I felt so much anger and frustration at people who were behaving carelessly and selfishly, then guilt and self-reproach as I caught myself assuming the worst about their motivations, and then anger again that I was the one who felt guilty, when all I was trying to do was protect my children.
So here we are, starting to emerge into something like freedom, and I feel like I’m too exhausted to enjoy it. People like to wag their fingers about the long-term effects of masking and isolation, as if that’s some kind of proof that we all went overboard — as if, if we really cared about mental health, we would have just pretended there was no such thing as covid, because mental health. And that’s garbage.
It was a crisis, and we did what we had to do. And no, it doesn’t help that some governments did go overboard, and act inconsistently, and show hypocrisy, and speak unclearly. But the fact that we went through something that sucked doesn’t prove we did the wrong thing. It just proves that there’s a reason people don’t like pandemics.
Yes, it was all worth it. But yes, we have been damaged by what we went through.
I did the best I could, and we didn’t get covid, and I worked hard not to turn into a bitter, judgmental monster. I turned my brain inside out trying to remember that people have all different levels of needs and coping skills, and people deal with adversity in all different ways, and someone who looks selfish and careless might actually just be at the end of their rope.
I’m still working on this.
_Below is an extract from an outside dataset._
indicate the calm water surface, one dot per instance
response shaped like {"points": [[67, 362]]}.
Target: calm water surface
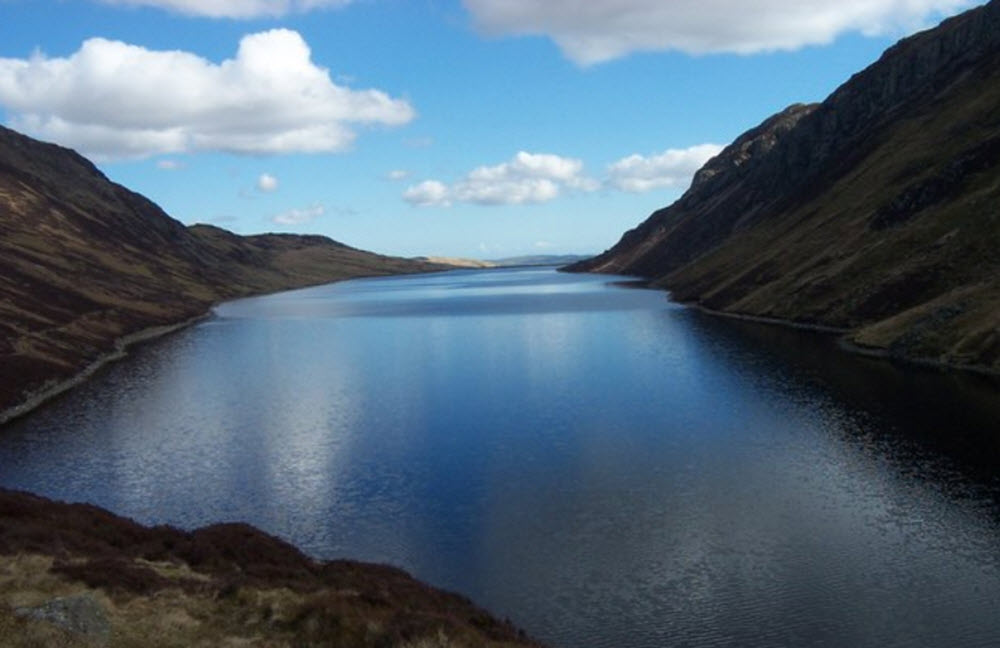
{"points": [[600, 465]]}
I’m retraining my brain so I don’t automatically flash “DANGER” signs to myself when I see someone without a mask. I’m forcing myself to be okay with not using sanitiser. I’m reasserting my ability to see people together in a group without freaking out. But there is part of me, as I say, that feels permanently emotionally beaten down. Part of me that can’t forget how many people had the exact same information I did, and didn’t even try to change their lives, because they just didn’t want to. I know some of them are reading my words right now and shaking their heads at my sheep-like imbecility. I am aware.
Essays are supposed to have a conclusion, and this doesn’t really have one. That’s kind of the problem. I don’t know how to step down from this. I don’t know how to heal from this. I don’t know how to get back to normal, now that things are getting back to normal. The usual remedies, I suppose: Time, and prayer. Humility. Keeping busy. Not every day is terrible. Some are downright normal. But many are not. One thing: It would help to know that I’m not the only one who feels this way.